Tanto precisato, la Corte ritiene che la metodologia comparativa utilizzata dall'Ufficio, indipendentemente dal riferimento, in corso di causa, alle 6 unità di categoria C/1, di cui 5 di classe 12 ed 1 di classe 11, collocate nello stesso fabbricato di cui l'unità fa parte, non risulta del tutto adeguata in quanto, sebbene in astratto siano state individuate unità immobiliari con le caratteristiche intrinseche ed estrinseche dell'immobile e coerente con le similari unità immobiliari già censite nella medesima zona, viene del tutto ignorata dall'Ufficio la circostanza per cui l'unico accesso "fronte strada" dell'immobile de quo avviene tramite una scala, oltre al fatto che sebbene ubicato in una posizione strategica per i servizi (Immediate vicinanze Funicolare
Centrale) e strade Centrali quali ( Indirizzo_2, Indirizzo_3, Indirizzo_4 ecc. ecc.), come pacificamente riconosciuto dal ricorrente/appellante, lo stesso è molto penalizzato sotto l'aspetto commerciale poiché posto quasi totalmente all'interno di un edificio, con superfici vetrate molto ridotte verso l'esterno (3 Bocche di
Lupo ed 1 Porta finestra) e unicamente (2 finestre a livello e 2 Finestrini) che danno sul cortile interno del civico in oggetto, e solo due accessi (due porte finestre di limitate dimensioni) dalle scale di Indirizzo_1.

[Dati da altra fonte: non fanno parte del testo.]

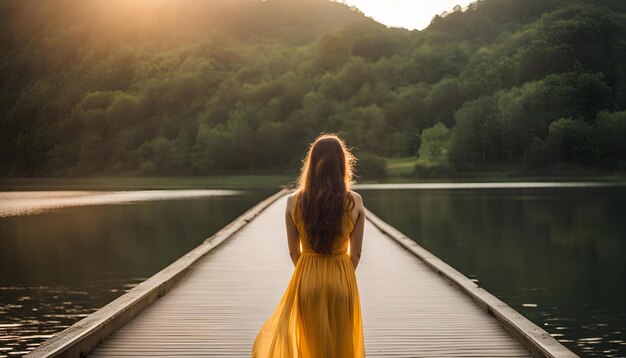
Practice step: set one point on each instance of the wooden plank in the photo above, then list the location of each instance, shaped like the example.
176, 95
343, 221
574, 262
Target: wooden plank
219, 306
539, 342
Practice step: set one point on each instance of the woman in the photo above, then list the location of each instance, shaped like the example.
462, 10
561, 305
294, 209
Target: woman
319, 314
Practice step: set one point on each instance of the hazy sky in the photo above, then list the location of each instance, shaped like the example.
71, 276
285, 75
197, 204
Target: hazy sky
411, 14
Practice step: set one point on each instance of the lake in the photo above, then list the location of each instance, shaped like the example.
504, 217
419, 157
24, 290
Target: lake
73, 252
555, 254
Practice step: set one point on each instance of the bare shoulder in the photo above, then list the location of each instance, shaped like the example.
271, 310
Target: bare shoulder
358, 201
290, 199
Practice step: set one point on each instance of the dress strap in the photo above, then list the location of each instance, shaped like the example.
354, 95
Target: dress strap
295, 207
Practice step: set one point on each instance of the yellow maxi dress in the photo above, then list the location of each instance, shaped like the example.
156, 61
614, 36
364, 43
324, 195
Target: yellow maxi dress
319, 314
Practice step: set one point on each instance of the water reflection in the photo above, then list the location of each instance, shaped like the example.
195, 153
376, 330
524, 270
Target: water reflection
557, 255
15, 203
58, 267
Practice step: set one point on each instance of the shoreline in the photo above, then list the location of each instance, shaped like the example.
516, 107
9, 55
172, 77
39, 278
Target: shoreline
270, 181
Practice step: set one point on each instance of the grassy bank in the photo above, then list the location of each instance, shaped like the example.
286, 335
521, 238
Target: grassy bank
133, 183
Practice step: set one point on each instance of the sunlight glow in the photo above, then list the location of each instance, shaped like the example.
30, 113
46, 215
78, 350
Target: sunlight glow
410, 14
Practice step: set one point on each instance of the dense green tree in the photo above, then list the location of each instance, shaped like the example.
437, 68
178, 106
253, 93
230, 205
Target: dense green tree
219, 86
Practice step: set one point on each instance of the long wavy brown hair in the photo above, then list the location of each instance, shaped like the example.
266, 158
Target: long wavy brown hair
323, 188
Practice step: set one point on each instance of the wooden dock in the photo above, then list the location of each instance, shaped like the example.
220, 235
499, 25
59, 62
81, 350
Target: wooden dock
215, 300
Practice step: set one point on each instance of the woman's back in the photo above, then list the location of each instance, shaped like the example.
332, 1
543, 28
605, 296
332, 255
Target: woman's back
341, 244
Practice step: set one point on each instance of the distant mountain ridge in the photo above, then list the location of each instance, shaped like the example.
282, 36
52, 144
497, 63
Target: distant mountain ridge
162, 87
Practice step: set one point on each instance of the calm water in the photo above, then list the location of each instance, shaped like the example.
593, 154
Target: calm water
557, 255
58, 264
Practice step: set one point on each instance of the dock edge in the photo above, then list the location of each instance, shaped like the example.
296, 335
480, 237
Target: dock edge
532, 337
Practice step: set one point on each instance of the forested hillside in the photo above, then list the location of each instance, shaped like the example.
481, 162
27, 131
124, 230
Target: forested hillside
140, 87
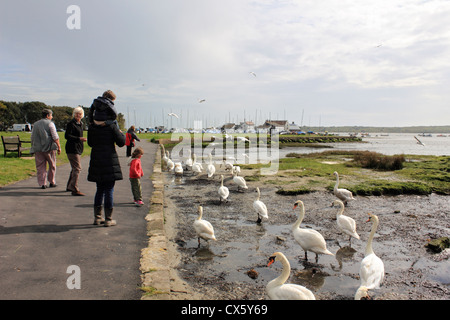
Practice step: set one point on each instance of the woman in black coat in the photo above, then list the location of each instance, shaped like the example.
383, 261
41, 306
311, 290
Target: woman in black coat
104, 167
74, 149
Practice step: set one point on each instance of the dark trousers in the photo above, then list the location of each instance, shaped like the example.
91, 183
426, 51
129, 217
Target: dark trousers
129, 148
75, 163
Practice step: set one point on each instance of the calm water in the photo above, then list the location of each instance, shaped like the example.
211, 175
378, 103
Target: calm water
394, 143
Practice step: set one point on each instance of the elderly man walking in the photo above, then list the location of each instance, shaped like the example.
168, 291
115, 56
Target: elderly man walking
45, 144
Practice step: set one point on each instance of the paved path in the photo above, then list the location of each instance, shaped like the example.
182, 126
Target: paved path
43, 232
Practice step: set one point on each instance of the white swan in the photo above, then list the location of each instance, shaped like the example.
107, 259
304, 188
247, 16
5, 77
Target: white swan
178, 169
277, 289
228, 165
203, 228
210, 169
371, 271
170, 164
260, 208
308, 239
242, 139
342, 194
362, 293
239, 181
223, 191
196, 166
346, 224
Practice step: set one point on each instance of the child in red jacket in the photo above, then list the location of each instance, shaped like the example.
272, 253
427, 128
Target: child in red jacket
135, 175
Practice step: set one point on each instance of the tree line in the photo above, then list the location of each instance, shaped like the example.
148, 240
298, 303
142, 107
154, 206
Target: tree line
29, 112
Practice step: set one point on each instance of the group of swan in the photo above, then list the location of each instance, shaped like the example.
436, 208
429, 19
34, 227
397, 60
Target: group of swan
371, 269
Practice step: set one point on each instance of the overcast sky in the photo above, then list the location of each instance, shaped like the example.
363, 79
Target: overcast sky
328, 62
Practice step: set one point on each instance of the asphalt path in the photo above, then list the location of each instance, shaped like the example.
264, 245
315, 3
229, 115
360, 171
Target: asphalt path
49, 248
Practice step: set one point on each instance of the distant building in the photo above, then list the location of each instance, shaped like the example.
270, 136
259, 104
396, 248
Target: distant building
246, 126
292, 127
279, 125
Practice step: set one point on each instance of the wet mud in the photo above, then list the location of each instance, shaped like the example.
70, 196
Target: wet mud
235, 266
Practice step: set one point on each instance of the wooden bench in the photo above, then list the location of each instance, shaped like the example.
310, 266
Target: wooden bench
14, 144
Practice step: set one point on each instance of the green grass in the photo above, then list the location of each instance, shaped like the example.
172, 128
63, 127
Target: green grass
420, 174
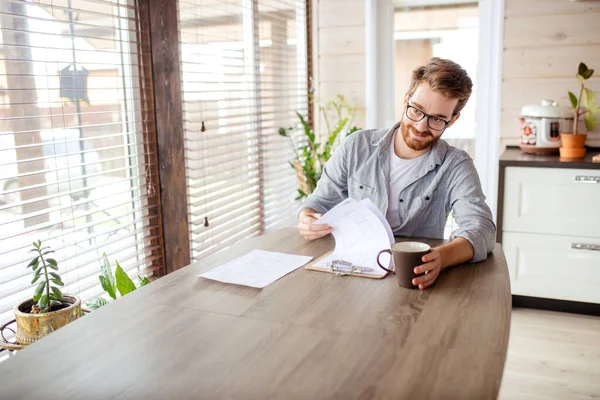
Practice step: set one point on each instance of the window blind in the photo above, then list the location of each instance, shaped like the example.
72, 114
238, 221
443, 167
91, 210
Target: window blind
78, 166
244, 75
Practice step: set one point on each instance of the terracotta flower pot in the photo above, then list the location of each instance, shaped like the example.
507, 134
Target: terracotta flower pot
572, 146
32, 327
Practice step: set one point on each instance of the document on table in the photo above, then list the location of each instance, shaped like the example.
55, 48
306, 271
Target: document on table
361, 232
256, 269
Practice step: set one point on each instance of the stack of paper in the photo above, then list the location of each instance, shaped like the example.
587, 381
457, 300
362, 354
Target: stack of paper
257, 269
360, 232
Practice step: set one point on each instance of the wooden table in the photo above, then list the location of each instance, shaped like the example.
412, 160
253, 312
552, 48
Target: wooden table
310, 335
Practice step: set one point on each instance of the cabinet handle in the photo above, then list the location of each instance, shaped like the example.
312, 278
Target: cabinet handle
587, 179
585, 246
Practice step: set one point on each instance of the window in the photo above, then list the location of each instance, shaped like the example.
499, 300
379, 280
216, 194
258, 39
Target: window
244, 75
77, 154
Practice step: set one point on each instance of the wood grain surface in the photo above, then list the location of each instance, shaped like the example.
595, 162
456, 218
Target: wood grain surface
309, 335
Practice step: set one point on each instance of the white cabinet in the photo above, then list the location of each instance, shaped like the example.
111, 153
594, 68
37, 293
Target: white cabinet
551, 232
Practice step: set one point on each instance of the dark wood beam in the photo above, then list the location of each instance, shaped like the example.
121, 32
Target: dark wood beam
169, 131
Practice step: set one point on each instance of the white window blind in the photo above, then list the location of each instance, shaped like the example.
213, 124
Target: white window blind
77, 157
244, 75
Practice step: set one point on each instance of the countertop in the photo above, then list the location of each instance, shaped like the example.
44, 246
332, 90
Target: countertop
513, 156
309, 335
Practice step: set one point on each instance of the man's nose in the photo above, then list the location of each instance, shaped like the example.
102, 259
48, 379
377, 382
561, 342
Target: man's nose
421, 126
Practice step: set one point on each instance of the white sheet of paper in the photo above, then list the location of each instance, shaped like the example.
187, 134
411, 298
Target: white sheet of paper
360, 233
258, 268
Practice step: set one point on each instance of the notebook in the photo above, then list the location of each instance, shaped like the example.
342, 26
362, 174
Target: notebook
360, 231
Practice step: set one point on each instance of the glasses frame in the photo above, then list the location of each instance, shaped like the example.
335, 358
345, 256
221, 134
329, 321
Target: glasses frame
425, 115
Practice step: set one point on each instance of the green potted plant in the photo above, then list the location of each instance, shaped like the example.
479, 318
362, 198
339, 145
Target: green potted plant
49, 309
312, 152
120, 282
573, 144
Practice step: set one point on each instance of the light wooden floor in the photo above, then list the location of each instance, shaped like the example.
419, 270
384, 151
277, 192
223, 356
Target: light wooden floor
552, 356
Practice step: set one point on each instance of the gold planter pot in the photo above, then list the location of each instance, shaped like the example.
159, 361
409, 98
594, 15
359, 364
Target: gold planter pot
32, 327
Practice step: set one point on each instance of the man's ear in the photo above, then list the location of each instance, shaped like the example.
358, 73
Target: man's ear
405, 101
453, 120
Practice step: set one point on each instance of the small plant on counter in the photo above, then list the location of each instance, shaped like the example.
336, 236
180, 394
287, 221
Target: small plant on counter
310, 154
119, 282
586, 103
47, 295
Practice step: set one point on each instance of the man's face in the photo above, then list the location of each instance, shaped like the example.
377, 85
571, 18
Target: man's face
418, 135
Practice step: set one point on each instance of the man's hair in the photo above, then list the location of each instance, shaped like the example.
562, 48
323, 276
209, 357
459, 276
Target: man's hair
445, 77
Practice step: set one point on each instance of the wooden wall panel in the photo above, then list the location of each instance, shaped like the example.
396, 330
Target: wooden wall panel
342, 40
551, 30
548, 61
342, 68
519, 91
517, 8
169, 127
341, 13
340, 54
544, 42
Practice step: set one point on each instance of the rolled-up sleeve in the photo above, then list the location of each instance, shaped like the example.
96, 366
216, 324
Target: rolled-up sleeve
470, 211
332, 187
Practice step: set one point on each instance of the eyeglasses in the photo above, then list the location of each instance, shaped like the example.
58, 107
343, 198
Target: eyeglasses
435, 123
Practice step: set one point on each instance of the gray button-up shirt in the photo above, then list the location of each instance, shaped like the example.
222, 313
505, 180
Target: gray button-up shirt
446, 181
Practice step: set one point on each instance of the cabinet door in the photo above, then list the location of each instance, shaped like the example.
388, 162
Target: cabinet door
548, 266
552, 201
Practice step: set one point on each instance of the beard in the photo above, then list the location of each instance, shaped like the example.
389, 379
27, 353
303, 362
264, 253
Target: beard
425, 139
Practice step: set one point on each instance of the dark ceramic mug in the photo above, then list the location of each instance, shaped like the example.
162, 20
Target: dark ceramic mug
405, 257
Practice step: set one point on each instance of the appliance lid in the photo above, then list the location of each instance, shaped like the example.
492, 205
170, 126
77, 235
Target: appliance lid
546, 109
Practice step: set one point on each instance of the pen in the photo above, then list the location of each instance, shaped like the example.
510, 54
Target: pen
344, 267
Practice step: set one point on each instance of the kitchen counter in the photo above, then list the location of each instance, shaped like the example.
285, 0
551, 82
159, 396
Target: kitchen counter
513, 156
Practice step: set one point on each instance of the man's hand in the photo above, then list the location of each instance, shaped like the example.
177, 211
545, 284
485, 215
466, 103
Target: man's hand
309, 230
431, 267
447, 255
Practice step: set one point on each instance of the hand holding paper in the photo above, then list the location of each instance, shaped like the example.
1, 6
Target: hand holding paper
360, 232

Ne deriva la non piena confrontabilità con gli immobili presi a comparazione, pur essendo di palmare evidenza che il classamento proposto dal contribuente non rispecchia appieno la situazione oggettiva del contesto edilizio e dell'immobile in oggetto.
Pertanto, considerato che secondo ormai consolidato indirizzo giurisprudenziale, il processo tributario non
è annoverabile tra quelli di "impugnazione-annullamento", ma tra quelli di "impugnazione-merito", in quanto non è diretto alla sola eliminazione giuridica dell'atto impugnato, ma alla pronuncia di una decisione di merito sostitutiva sia della dichiarazione resa dal contribuente, che dell'accertamento dell'ufficio (Cfr: Cass. Sent.
10117/2023), sulla base della documentazione in atti, la Corte ritiene che all'immobile debba essere attribuita la classe 6, in quanto adeguata ad esprimere, in termini di classamento, le caratteristiche intrinseche ed estrinseche dell'unità immobiliare.
Le questioni vagliate in espresso esauriscono il devolutum sottoposto alla Corte, essendo stati toccati tutti gli aspetti rilevanti a norma dell'art. 112 c.p.c., in aderenza al principio sostanziale di corrispondenza tra il chiesto e pronunciato (come chiarito dalla giurisprudenza costante, ex plurimis, Cass. Civ., sez. II, 22 marzo
1995 n. 3260 e, Cass. Civ., sez. V, 16 maggio 2012 n. 7663); le argomentazioni e le eccezioni sollevate dalle parti, non espressamente esaminate, sono state dal Collegio ritenute non rilevanti ai fini della decisione e comunque inidonei a supportare una conclusione di tipo diverso. Per quanto esposto, ogni contraria istanza respinta ed eccezione rigettata, la Corte definitivamente pronunziando accoglie parzialmente l'appello nei termini di cui in motivazione, compensando le spese del doppio grado di giudizio in considerazione della parziale reciproca soccombenza.
P.Q.M.
Accoglie parzialmente l'appello nei termini di cui in motivazione. Compensa le spese del doppio grado di giudizio.